A subsea pump project is an ideal example of how the supply of all scopes can be coordinated by a single project manager, such that schedule risk and interface engineering can be minimized. For example, the supply of the power and controls umbilical, the pump station and the installation vessel can be executed by a single capable supplier, with common standards and procedures. Delays in one aspect of the project can be mitigated early, given that all sub-system delivering entities have their interests aligned under one contract. The design can be made to ensure that it is installable by the vessels owned by the supplier. No design is required to satisfy the requirements of a third-party installer. Early engagement between product lines to ensure interfaces are understood and continuous information flow from beginning to end will occur. It is in this way that a true turn-key solution can be delivered at low cost.

Opex reductions

Developments in opex reductions also contribute to maximize the NPV of the investment.

The use of a permanent magnet motor can reduce the power consumed at a given speed, when compared to alternative motor types. The permanent magnet allows for a larger ‘gap’ between the stator and rotor, which results in fewer drag losses.

The need to operate a barrier fluid dehydration unit and/or the storage of hermetically sealed barrier fluid containers, as required for mineral oil based barrier fluids, is removed because of the application of a water-based barrier fluid.

Maintenance costs are reduced; no dehydration unit maintenance, and no high-risk hydrocarbon recirculation system to be maintained. Start-up costs are reduced because water-based barrier fluid circuits do not require circulation require removing moisture from the whole system (umbilical and pump). Therefore, start-up time is minimized.

Subsea boosting technology

The subsea boosting technology utilized in the case study described above is composed of an electrically powered motor coupled to a hydraulic section consisting of impellers to boost the fluid. Power, hydraulic controls fluid and barrier fluid are transmitted subsea via a combined controls and power umbilical, which is terminated at the pump base. The power source is connected to the pump motor via a marinized connection mechanism called a ‘wet mate’ connector. Control fluid and barrier fluid tubes are connected to the pump via hydraulic multiple quick connectors at the pump station. The pump hydraulics selected are based upon the properties of the fluid. In this instance multi-phase hydraulics are utilized, which are composed of helico-axial stages. Multi-phase hydraulics can provide a medium to high pressure boost at GVFs >30%. Single-phase and hybrid hydraulics are also available.
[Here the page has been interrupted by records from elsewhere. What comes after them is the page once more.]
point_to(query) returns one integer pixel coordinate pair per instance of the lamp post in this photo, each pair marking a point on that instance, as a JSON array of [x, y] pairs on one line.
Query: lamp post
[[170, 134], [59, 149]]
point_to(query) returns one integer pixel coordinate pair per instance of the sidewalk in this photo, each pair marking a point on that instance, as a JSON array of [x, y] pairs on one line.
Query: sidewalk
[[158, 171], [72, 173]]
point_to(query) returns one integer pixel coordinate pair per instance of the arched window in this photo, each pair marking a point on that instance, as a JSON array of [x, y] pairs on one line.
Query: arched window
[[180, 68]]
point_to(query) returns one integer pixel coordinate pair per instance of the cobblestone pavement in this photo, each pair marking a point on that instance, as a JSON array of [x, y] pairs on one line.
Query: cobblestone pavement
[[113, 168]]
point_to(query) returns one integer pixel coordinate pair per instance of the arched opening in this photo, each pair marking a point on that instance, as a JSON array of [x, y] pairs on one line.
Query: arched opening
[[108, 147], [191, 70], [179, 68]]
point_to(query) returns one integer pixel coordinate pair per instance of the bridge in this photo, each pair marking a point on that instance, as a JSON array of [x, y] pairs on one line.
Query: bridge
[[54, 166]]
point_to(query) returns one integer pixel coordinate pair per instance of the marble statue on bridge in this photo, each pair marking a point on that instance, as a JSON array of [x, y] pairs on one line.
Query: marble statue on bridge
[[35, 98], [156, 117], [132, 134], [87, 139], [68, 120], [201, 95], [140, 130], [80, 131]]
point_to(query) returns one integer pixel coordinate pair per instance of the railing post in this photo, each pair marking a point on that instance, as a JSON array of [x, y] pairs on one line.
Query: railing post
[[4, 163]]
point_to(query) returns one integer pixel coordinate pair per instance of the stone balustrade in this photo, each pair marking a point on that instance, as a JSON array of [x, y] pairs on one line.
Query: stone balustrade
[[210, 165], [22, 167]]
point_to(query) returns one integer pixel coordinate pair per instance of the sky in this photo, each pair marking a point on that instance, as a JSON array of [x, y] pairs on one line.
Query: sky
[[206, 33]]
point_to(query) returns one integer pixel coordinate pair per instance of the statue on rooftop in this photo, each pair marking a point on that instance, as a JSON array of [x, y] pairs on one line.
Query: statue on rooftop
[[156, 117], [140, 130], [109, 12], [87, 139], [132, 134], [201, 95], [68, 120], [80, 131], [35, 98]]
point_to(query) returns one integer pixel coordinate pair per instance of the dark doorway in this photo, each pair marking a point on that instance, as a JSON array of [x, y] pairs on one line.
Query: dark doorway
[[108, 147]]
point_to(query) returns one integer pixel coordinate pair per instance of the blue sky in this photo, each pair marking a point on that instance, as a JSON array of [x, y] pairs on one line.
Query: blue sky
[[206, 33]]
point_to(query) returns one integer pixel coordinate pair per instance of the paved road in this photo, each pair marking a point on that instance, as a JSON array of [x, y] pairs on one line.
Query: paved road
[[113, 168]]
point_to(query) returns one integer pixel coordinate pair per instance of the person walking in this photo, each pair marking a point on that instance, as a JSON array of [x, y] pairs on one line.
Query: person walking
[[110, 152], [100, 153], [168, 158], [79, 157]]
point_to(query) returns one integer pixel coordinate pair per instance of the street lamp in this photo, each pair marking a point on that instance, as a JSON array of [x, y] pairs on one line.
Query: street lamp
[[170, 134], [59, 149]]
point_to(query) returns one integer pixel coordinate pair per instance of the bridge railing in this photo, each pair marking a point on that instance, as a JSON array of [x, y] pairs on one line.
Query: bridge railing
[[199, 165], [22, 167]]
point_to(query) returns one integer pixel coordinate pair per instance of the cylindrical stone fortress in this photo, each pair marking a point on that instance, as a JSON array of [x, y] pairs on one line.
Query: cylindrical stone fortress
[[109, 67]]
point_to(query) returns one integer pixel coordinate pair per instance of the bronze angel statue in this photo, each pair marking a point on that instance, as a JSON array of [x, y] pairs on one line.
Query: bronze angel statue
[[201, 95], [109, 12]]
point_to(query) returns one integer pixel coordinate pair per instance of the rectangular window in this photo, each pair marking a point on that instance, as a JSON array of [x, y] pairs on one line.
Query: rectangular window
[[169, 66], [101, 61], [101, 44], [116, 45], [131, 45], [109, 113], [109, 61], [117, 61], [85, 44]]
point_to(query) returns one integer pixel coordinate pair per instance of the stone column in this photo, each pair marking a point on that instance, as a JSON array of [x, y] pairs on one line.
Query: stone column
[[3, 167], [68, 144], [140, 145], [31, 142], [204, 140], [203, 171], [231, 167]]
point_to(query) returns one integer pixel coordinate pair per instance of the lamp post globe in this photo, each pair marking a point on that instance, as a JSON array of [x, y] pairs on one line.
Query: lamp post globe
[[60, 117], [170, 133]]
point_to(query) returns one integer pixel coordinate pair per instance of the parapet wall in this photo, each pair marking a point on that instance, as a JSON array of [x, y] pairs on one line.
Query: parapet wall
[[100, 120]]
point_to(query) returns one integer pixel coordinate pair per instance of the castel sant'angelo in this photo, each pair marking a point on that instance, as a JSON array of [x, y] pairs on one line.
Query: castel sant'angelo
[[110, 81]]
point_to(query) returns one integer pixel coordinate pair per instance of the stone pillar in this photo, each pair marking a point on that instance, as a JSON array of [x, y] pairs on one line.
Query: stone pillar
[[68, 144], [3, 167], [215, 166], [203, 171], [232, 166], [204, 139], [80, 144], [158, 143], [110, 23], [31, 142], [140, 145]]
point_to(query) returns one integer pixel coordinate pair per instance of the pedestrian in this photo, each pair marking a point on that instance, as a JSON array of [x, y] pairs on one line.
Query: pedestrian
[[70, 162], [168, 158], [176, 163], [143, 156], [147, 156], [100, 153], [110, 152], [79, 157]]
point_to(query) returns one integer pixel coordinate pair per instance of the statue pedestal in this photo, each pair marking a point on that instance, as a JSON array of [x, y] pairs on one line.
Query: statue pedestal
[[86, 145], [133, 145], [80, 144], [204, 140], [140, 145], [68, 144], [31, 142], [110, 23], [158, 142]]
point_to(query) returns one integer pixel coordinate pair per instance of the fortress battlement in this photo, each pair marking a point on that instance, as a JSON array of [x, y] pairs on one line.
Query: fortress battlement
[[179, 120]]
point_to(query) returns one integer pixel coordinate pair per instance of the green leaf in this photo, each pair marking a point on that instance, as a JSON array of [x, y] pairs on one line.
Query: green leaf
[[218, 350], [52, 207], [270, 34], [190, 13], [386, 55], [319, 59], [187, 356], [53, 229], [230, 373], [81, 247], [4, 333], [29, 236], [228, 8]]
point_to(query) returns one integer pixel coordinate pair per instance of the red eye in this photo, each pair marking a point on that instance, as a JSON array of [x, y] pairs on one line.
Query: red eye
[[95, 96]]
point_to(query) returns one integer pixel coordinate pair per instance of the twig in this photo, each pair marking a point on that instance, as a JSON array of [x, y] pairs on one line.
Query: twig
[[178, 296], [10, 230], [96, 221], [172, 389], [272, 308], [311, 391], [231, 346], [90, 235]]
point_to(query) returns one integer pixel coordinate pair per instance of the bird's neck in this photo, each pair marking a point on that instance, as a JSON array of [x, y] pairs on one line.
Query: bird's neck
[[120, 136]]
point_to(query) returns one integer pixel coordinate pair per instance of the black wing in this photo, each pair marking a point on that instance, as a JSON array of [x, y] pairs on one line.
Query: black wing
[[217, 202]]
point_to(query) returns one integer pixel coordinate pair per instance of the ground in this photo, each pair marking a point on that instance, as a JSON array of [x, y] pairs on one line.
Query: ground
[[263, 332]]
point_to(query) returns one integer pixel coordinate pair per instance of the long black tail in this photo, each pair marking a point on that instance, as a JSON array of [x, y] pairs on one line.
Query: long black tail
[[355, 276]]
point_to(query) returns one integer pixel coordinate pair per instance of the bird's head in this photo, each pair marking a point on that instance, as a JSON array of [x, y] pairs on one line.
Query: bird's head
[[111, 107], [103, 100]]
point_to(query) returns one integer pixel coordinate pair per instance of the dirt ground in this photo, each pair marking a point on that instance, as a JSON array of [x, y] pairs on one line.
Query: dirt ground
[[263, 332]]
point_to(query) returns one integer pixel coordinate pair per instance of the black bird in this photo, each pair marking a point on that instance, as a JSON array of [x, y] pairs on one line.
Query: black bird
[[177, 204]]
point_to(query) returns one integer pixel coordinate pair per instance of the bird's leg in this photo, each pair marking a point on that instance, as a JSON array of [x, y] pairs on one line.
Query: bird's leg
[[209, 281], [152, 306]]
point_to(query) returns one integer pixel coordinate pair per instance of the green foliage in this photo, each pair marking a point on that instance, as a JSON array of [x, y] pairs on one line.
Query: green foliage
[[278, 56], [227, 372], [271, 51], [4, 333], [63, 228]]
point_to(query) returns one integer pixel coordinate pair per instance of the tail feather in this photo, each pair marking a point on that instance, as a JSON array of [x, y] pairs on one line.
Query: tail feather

Mudline boosting demonstrates a commercially attractive IOR solution for brownfield tie-ins and long distances tiebacks, in addition to greenfield developments. Capex reductions have been achieved through implementing standardization, reducing size and weight, maximizing the use of existing field infrastructure and integrating project execution.

Opex reductions have been achieved through reliability improvements with the introduction of standardization to reduce variation in products and components, innovative technologies such as the water-based barrier fluid system that addresses challenges to reliability experienced by the industry. Tremendous value has been and will be unlocked by the application of this technology to subsea production scenarios.